- From: Cory Benfield <cory@lukasa.co.uk>
- Date: Fri, 6 Mar 2020 08:28:02 +0000
- To: Julian Reschke <julian.reschke@gmx.de>
- Cc: "Roy T. Fielding" <fielding@gbiv.com>, Rob Sayre <sayrer@gmail.com>, "ietf-http-wg@w3.org Group" <ietf-http-wg@w3.org>
On Tue, 25 Feb 2020 at 10:05, Julian Reschke <julian.reschke@gmx.de> wrote: > > On 25.02.2020 10:13, Cory Benfield wrote: > > Thanks Roy, this language seems like a reasonable compromise position. > > > > Of course, I expect it to be roundly ignored given how many HTTP > > implementations currently use bodies on these requests today, but it's > > nice to try to define the correct thing even if it isn't widely done. > > ... > > (devil's advocate) If they use request bodies here, doesn't that mean > interop is quite good?

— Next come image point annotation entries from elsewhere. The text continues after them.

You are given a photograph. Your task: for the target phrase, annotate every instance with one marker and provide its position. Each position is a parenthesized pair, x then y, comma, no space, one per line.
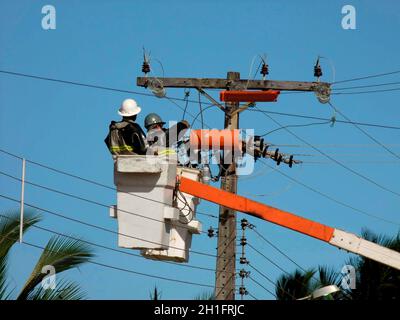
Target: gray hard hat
(152,118)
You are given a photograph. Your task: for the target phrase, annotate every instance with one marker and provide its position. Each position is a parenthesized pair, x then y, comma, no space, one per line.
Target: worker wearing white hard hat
(126,136)
(129,108)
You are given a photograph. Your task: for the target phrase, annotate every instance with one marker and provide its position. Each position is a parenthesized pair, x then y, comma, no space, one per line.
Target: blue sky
(100,42)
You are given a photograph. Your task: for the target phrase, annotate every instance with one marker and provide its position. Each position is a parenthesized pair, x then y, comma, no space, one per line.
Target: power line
(369,91)
(171,99)
(128,270)
(259,284)
(325,119)
(276,265)
(252,296)
(268,259)
(348,145)
(106,247)
(276,248)
(364,132)
(88,200)
(367,86)
(336,161)
(296,126)
(269,280)
(367,77)
(96,226)
(330,197)
(91,181)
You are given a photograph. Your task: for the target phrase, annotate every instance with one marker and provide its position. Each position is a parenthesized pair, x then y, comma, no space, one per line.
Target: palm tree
(62,253)
(374,281)
(301,284)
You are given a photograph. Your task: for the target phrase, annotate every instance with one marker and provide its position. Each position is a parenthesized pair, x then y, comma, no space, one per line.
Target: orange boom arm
(259,210)
(333,236)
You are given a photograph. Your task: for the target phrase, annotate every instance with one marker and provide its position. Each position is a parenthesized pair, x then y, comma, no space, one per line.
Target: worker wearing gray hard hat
(126,136)
(161,136)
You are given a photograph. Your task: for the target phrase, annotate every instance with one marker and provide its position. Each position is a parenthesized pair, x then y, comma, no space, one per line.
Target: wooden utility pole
(226,258)
(225,275)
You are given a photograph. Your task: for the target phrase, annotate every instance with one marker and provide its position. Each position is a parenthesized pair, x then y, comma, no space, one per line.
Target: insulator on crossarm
(264,70)
(145,67)
(317,69)
(290,161)
(243,260)
(244,223)
(244,274)
(243,291)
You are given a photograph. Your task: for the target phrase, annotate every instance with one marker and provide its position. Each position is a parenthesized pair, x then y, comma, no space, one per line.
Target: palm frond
(205,296)
(328,276)
(63,254)
(9,235)
(65,290)
(294,286)
(3,278)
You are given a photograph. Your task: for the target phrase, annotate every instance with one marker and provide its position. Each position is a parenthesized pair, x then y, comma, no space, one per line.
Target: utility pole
(226,257)
(225,275)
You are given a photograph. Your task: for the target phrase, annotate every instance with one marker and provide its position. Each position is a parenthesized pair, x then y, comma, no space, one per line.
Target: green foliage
(374,281)
(62,253)
(205,296)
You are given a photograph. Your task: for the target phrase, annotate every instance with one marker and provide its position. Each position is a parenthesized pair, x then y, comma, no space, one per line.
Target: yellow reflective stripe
(121,148)
(166,152)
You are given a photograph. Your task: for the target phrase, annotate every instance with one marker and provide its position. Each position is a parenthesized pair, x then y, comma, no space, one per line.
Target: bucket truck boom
(338,238)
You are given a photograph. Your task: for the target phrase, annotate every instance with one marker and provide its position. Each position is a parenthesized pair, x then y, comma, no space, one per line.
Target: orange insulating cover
(249,96)
(256,209)
(215,140)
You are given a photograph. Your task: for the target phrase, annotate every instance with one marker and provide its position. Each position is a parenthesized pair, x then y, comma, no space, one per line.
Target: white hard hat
(129,108)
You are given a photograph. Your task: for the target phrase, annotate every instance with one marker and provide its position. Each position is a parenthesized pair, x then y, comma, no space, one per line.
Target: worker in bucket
(126,137)
(163,141)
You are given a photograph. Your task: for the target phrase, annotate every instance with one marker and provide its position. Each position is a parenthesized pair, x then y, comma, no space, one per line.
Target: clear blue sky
(100,42)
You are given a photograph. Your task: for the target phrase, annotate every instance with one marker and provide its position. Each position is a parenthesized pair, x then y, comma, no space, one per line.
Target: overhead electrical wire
(129,270)
(337,161)
(171,99)
(363,131)
(259,284)
(103,246)
(367,86)
(87,200)
(296,126)
(89,180)
(325,119)
(367,77)
(330,197)
(276,248)
(369,91)
(96,226)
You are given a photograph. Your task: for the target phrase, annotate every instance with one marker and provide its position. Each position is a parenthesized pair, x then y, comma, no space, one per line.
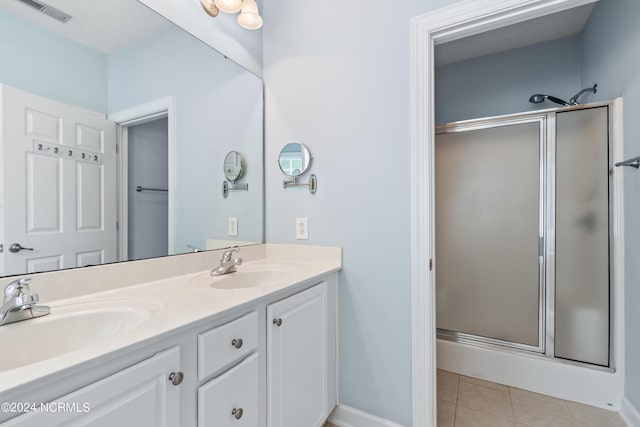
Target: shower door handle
(541,246)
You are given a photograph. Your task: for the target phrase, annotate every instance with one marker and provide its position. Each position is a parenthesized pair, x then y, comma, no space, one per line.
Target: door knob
(17,247)
(176,378)
(237,413)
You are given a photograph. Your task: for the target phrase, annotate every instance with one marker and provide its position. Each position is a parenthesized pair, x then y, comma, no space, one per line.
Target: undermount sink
(249,276)
(71,327)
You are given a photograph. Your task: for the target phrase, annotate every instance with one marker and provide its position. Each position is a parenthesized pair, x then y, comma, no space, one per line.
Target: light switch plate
(302,228)
(233,226)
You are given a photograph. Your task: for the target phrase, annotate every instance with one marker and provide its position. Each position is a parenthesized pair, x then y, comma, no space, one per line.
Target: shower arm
(574,99)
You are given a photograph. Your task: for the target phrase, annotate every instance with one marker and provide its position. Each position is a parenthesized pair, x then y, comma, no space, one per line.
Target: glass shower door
(582,236)
(488,228)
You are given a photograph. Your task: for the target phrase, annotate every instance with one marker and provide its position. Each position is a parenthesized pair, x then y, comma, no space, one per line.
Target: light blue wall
(503,82)
(218,109)
(46,64)
(222,32)
(611,43)
(337,79)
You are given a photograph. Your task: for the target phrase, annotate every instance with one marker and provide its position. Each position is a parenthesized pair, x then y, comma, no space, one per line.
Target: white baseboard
(346,416)
(629,413)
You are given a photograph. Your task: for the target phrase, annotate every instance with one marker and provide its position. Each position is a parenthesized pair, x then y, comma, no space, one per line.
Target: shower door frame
(546,233)
(543,200)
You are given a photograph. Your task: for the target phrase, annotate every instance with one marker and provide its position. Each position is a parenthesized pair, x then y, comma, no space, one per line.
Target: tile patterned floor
(470,402)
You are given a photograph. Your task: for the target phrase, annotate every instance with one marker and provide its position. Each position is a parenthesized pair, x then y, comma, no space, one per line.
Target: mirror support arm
(226,187)
(312,184)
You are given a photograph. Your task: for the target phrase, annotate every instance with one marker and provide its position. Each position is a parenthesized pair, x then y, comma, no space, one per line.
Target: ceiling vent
(50,11)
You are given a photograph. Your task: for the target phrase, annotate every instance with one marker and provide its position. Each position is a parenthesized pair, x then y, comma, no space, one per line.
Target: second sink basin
(71,327)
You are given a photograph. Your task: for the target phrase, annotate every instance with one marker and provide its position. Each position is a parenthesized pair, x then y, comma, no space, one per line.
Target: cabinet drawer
(232,398)
(221,346)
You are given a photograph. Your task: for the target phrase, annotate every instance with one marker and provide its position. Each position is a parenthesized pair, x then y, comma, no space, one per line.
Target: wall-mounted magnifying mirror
(233,170)
(294,160)
(233,167)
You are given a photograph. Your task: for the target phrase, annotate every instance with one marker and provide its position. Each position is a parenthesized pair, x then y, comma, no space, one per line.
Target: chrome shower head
(538,98)
(574,99)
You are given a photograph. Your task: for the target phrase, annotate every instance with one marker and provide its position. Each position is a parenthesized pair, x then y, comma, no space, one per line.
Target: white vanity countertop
(176,302)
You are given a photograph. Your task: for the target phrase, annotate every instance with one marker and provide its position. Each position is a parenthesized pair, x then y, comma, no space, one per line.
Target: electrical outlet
(302,228)
(233,226)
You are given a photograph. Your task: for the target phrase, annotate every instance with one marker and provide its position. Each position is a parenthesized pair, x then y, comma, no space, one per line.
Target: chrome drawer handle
(237,413)
(17,247)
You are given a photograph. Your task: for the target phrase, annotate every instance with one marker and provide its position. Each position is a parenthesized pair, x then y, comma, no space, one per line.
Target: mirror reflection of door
(58,166)
(148,219)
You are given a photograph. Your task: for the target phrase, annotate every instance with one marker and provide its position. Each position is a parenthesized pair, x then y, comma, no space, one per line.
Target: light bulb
(249,18)
(229,6)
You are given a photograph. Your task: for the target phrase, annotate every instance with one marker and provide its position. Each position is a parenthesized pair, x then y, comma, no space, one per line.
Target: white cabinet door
(231,400)
(140,396)
(297,359)
(58,184)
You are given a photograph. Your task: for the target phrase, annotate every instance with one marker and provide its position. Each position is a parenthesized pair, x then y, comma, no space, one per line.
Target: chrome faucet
(227,263)
(19,304)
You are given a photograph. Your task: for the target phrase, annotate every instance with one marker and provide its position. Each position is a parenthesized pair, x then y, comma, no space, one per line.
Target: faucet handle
(17,288)
(226,256)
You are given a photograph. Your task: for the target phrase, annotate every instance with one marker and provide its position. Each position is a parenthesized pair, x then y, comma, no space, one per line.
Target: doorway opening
(146,180)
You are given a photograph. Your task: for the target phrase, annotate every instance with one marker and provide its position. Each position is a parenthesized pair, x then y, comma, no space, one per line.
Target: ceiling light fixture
(248,18)
(210,7)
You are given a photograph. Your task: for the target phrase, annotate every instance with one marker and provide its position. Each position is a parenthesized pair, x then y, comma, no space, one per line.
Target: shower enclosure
(523,220)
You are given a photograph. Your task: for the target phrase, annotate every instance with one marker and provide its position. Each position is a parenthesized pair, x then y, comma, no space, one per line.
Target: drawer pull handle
(237,413)
(176,378)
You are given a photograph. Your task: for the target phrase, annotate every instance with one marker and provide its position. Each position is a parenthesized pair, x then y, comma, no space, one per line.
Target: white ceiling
(103,25)
(551,27)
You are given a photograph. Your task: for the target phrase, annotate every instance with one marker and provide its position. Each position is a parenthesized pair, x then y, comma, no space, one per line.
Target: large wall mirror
(115,125)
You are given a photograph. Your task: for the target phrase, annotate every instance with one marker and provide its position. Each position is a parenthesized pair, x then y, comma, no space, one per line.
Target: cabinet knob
(237,413)
(176,378)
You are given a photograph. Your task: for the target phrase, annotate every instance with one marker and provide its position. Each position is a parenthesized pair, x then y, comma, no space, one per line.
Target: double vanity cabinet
(269,361)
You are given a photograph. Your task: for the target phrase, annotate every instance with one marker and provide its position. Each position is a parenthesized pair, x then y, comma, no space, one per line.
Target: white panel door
(140,396)
(58,184)
(297,360)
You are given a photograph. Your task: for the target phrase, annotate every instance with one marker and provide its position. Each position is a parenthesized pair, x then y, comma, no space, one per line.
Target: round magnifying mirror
(294,159)
(233,167)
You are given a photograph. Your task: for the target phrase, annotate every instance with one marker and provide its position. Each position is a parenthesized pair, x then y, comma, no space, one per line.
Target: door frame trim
(449,23)
(164,107)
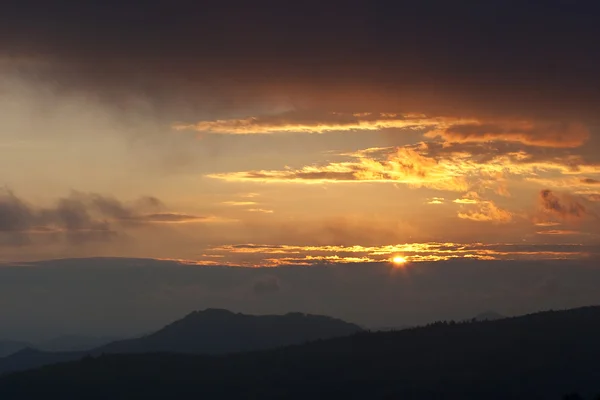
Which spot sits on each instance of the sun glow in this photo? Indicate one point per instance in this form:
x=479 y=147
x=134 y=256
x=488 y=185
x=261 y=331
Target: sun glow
x=399 y=260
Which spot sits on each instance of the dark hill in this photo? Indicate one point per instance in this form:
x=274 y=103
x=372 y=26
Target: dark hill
x=8 y=347
x=210 y=331
x=539 y=356
x=215 y=331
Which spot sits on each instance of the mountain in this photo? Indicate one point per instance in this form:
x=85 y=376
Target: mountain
x=211 y=331
x=489 y=316
x=215 y=331
x=539 y=356
x=74 y=343
x=8 y=347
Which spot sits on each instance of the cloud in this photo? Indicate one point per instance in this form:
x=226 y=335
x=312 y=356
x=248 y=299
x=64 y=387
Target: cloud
x=261 y=210
x=164 y=218
x=310 y=122
x=239 y=203
x=590 y=181
x=364 y=61
x=558 y=232
x=406 y=166
x=452 y=130
x=563 y=206
x=266 y=285
x=545 y=134
x=79 y=218
x=487 y=211
x=435 y=200
x=277 y=255
x=458 y=168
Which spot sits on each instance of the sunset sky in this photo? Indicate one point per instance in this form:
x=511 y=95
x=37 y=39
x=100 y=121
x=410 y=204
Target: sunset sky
x=301 y=133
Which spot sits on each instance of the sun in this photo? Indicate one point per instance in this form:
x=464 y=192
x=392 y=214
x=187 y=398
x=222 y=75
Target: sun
x=399 y=260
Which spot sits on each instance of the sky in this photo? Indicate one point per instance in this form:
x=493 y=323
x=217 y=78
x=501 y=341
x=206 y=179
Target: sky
x=300 y=133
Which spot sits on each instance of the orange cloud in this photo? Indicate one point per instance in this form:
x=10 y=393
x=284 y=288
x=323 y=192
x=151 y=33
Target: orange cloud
x=563 y=206
x=558 y=232
x=451 y=130
x=544 y=134
x=310 y=122
x=486 y=211
x=280 y=254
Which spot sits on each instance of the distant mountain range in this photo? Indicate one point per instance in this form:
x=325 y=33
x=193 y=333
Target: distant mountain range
x=8 y=347
x=539 y=356
x=212 y=331
x=60 y=343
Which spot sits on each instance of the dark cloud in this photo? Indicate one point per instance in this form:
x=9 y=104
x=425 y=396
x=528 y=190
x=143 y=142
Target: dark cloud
x=79 y=218
x=590 y=181
x=530 y=133
x=495 y=57
x=564 y=206
x=266 y=285
x=164 y=217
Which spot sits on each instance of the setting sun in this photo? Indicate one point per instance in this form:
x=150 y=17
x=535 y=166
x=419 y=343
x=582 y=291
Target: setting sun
x=399 y=260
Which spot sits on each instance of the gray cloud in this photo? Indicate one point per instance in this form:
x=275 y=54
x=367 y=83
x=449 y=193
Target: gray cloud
x=78 y=218
x=393 y=53
x=564 y=206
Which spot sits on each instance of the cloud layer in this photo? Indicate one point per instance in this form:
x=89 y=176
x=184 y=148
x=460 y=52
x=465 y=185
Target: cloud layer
x=79 y=218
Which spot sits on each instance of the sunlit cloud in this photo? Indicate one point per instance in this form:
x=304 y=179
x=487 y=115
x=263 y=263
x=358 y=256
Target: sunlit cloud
x=310 y=122
x=276 y=255
x=558 y=232
x=533 y=133
x=563 y=206
x=436 y=200
x=451 y=130
x=260 y=210
x=426 y=165
x=486 y=211
x=239 y=203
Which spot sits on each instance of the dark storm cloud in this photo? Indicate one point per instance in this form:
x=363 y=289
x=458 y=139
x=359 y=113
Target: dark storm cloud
x=564 y=206
x=79 y=218
x=267 y=284
x=494 y=57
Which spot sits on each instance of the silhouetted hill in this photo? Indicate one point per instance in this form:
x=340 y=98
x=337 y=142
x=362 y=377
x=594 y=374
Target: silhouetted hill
x=215 y=331
x=489 y=316
x=8 y=347
x=74 y=343
x=539 y=356
x=210 y=331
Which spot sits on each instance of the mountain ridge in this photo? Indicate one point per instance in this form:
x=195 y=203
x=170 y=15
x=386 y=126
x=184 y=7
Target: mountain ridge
x=210 y=331
x=542 y=355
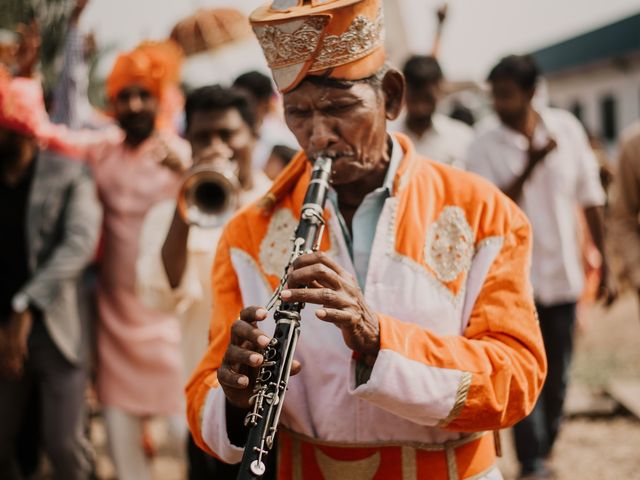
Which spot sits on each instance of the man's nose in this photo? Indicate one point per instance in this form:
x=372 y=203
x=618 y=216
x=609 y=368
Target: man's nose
x=135 y=103
x=322 y=134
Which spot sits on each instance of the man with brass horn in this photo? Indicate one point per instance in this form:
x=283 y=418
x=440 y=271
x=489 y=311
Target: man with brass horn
x=423 y=269
x=179 y=236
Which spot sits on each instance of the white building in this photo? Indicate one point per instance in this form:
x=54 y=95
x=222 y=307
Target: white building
x=596 y=75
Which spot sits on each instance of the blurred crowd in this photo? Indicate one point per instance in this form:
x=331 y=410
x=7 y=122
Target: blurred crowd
x=106 y=243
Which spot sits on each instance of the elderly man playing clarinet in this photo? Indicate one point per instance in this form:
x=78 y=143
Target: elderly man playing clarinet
x=418 y=335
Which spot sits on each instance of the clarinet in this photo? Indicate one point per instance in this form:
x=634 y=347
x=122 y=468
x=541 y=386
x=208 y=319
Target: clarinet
x=273 y=377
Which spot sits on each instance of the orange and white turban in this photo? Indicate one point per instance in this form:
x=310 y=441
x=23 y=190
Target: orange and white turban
x=341 y=39
x=152 y=65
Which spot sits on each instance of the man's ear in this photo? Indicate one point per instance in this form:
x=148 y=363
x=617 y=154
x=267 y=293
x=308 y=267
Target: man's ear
x=393 y=87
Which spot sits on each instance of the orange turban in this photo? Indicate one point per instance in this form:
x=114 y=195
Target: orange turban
x=152 y=65
x=342 y=39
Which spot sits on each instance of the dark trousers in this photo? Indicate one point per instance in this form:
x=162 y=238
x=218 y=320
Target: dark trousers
x=536 y=434
x=60 y=409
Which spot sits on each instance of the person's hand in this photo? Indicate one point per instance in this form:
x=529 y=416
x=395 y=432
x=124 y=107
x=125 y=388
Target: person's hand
x=317 y=279
x=243 y=358
x=167 y=157
x=13 y=344
x=28 y=49
x=441 y=13
x=608 y=287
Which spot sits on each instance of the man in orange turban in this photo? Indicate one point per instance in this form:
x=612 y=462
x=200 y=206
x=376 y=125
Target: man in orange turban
x=418 y=328
x=135 y=166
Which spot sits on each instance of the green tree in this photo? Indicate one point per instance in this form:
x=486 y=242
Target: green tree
x=52 y=17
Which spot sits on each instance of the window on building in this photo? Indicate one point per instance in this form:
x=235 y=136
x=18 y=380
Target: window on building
x=576 y=109
x=608 y=115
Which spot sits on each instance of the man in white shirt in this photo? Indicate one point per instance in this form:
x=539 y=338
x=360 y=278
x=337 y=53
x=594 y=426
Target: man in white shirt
x=434 y=135
x=174 y=266
x=272 y=130
x=541 y=159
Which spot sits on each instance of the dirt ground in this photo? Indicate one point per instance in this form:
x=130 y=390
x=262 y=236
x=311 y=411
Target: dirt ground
x=588 y=448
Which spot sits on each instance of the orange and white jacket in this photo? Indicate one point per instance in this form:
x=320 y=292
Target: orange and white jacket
x=460 y=346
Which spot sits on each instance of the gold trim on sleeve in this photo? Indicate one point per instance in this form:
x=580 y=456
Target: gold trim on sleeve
x=461 y=398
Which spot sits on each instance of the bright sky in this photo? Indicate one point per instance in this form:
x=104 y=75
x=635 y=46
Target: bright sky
x=477 y=33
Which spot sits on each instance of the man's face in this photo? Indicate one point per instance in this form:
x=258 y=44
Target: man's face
x=421 y=102
x=212 y=133
x=346 y=124
x=135 y=109
x=510 y=101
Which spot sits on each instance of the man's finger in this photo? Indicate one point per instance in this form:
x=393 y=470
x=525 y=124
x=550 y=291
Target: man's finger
x=242 y=331
x=238 y=356
x=253 y=314
x=339 y=318
x=296 y=366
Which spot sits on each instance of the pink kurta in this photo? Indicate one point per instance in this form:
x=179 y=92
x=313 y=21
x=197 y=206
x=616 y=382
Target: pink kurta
x=139 y=363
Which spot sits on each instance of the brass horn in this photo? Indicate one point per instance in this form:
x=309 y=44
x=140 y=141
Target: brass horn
x=209 y=196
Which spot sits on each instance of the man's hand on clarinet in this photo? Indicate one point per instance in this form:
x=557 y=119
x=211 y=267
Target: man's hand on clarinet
x=243 y=358
x=342 y=301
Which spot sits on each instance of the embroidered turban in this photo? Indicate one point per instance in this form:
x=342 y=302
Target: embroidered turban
x=339 y=38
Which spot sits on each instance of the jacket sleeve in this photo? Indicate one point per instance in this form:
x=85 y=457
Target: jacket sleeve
x=82 y=220
x=485 y=379
x=206 y=405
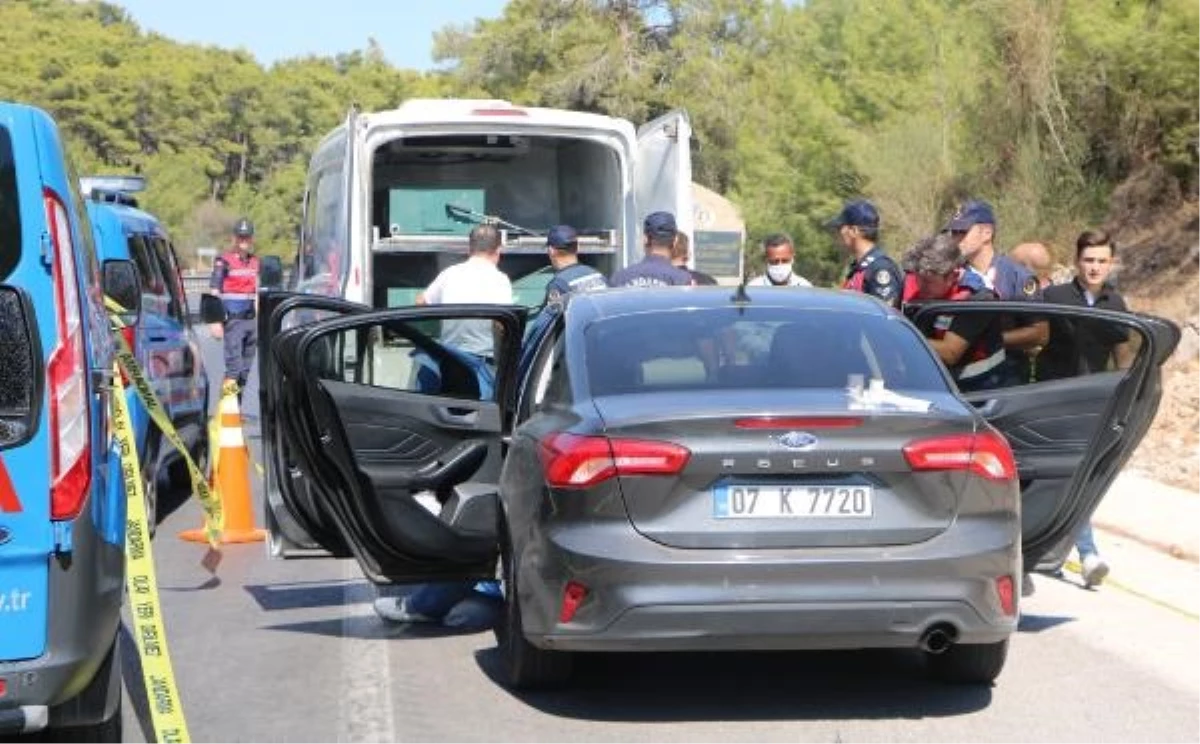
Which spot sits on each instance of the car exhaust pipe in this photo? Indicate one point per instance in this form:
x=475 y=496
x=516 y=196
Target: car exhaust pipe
x=937 y=637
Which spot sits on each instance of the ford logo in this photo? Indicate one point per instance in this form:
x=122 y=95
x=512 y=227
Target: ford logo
x=798 y=441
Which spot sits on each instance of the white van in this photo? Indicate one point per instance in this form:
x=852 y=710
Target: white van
x=391 y=196
x=390 y=201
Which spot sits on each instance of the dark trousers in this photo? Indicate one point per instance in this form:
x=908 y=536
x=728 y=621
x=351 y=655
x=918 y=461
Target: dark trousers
x=241 y=346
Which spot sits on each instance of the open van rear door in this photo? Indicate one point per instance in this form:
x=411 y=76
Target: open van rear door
x=663 y=172
x=381 y=418
x=1071 y=433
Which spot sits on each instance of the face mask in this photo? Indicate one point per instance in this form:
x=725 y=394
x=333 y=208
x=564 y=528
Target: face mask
x=779 y=273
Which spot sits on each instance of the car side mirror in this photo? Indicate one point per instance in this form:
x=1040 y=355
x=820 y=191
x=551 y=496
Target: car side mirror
x=270 y=273
x=211 y=309
x=124 y=286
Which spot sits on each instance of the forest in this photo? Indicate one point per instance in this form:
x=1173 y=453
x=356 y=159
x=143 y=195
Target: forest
x=1063 y=113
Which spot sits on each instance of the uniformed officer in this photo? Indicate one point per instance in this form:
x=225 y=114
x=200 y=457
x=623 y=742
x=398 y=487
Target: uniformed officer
x=971 y=345
x=235 y=281
x=871 y=270
x=654 y=270
x=779 y=255
x=563 y=246
x=973 y=227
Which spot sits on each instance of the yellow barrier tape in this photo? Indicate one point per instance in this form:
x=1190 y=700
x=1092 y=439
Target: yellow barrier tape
x=142 y=583
x=208 y=498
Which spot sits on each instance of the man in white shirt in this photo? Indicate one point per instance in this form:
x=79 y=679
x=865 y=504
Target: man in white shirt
x=475 y=281
x=780 y=258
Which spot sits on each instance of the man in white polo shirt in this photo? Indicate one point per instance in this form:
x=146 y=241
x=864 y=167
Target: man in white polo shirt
x=475 y=281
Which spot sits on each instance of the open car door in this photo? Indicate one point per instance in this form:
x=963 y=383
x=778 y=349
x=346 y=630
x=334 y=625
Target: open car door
x=663 y=172
x=1075 y=425
x=395 y=433
x=297 y=523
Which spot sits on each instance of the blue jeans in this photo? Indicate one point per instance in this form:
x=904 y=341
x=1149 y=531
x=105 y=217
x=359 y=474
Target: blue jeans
x=1085 y=541
x=436 y=600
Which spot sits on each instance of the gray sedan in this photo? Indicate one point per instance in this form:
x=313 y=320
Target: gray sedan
x=693 y=468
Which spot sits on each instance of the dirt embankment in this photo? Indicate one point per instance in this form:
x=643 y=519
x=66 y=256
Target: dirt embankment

Again, what problem are we solving by forbidding > them? > > Best regards, Julian I think this is a perfectly valid question. It was not clear to me that there was an outstanding problem with supplying request bodies on these requests, which is why my original response said "eh an arbitrary endpoint won't understand them but if you control all the endpoints then you can just do what you want". This is the currently-used model for bodies in these requests. On the other hand, I think Roy's argument (that in general bodies on these requests are going to be ignored) is not unreasonable either. After all, if you control all the endpoints you can just diverge from the HTTP RFCs in any way you wish and nothing bad will happen. The HTTP RFCs are only relevant where you care about what arbitrary other protocol participants will do in the face of your message. I still wish the new language were even clearer, and said something closer to what Roy originally said in this thread, but I understand why we'd add this language to the spec.